The London Times online blares the headline "Dead Sea Tablet 'cast doubt on death and resurrection". The International Hearld Tribune (an impressive sounding name indeed) trumpets, "Tablet Ignites Debate On Messiah and Resurrection"
I've read all the articles and from what I understand from the article that follow is that a "tablet" or rock with writing upon it gives us a message from the Angel Gabriel that states:
"In three days you will live, I Gabriel command it."
The expert, Israel Knohl, tells us the text was written prior to the birth of Jesus.
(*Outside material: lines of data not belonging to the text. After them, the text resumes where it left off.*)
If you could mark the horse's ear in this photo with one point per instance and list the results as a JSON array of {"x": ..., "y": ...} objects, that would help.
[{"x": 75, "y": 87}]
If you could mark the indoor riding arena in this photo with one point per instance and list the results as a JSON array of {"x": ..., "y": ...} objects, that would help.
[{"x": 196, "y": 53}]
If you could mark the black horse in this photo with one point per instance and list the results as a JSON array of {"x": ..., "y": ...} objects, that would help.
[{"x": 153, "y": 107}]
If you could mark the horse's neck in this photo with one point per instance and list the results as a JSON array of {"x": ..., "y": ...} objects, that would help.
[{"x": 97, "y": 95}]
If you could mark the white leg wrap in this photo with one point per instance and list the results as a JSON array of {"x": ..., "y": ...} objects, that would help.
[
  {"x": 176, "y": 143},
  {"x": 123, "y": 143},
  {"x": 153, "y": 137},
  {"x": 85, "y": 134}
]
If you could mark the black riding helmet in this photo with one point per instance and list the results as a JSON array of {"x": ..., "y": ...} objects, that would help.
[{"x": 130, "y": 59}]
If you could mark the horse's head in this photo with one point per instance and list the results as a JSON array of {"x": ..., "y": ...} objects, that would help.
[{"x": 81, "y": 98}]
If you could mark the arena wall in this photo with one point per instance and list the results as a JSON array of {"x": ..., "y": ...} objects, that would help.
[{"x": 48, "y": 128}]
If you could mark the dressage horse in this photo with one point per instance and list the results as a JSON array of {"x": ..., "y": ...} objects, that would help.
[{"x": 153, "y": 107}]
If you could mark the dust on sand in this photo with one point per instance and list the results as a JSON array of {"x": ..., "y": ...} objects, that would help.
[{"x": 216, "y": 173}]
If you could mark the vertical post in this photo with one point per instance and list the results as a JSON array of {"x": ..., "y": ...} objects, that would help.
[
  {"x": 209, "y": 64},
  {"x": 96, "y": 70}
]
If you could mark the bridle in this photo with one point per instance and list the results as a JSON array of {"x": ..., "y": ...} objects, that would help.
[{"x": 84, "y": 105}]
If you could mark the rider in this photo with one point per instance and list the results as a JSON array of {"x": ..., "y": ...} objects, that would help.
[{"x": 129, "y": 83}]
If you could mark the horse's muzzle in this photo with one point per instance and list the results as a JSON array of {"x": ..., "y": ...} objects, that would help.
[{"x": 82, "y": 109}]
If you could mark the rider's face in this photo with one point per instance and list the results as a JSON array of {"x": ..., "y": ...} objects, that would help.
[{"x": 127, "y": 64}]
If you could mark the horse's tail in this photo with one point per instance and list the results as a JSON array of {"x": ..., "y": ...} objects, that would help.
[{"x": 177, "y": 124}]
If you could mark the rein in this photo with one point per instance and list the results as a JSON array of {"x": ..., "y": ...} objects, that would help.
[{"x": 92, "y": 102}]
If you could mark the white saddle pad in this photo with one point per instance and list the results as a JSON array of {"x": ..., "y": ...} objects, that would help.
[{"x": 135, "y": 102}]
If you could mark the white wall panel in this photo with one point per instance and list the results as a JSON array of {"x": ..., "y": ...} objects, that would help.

For this reason they proclaim it to be the missing link between Judiasm and Christianity and announce that this is proof that the resurrection of Jesus is a myth, a folly and we told you so.
My reply is, "Say What? How you figure?"
Of course there is a link between Christianity and Judiasm. His name is Jesus. He was born to a Jewish mother, he was bar mitzvahed and taught in The Law and died as a Jew. He also was raised from the dead by God Almighty, may His Name be ever honored. Mystery solved!
Read the Tenakh (The Jewish Bible). There are numerous references to the Messiah that were written even prior to 1BC.
Could the Jewish sect that followed Jesus have inserted these in the Gospels to prove their case? Possibly. Does that diminish or do away with Christianity. No! We who love the Lord and believe that Jesus died to save us and return us to the presence of God know in our heart this is true. Until you experience God's love and mercy you will not understand.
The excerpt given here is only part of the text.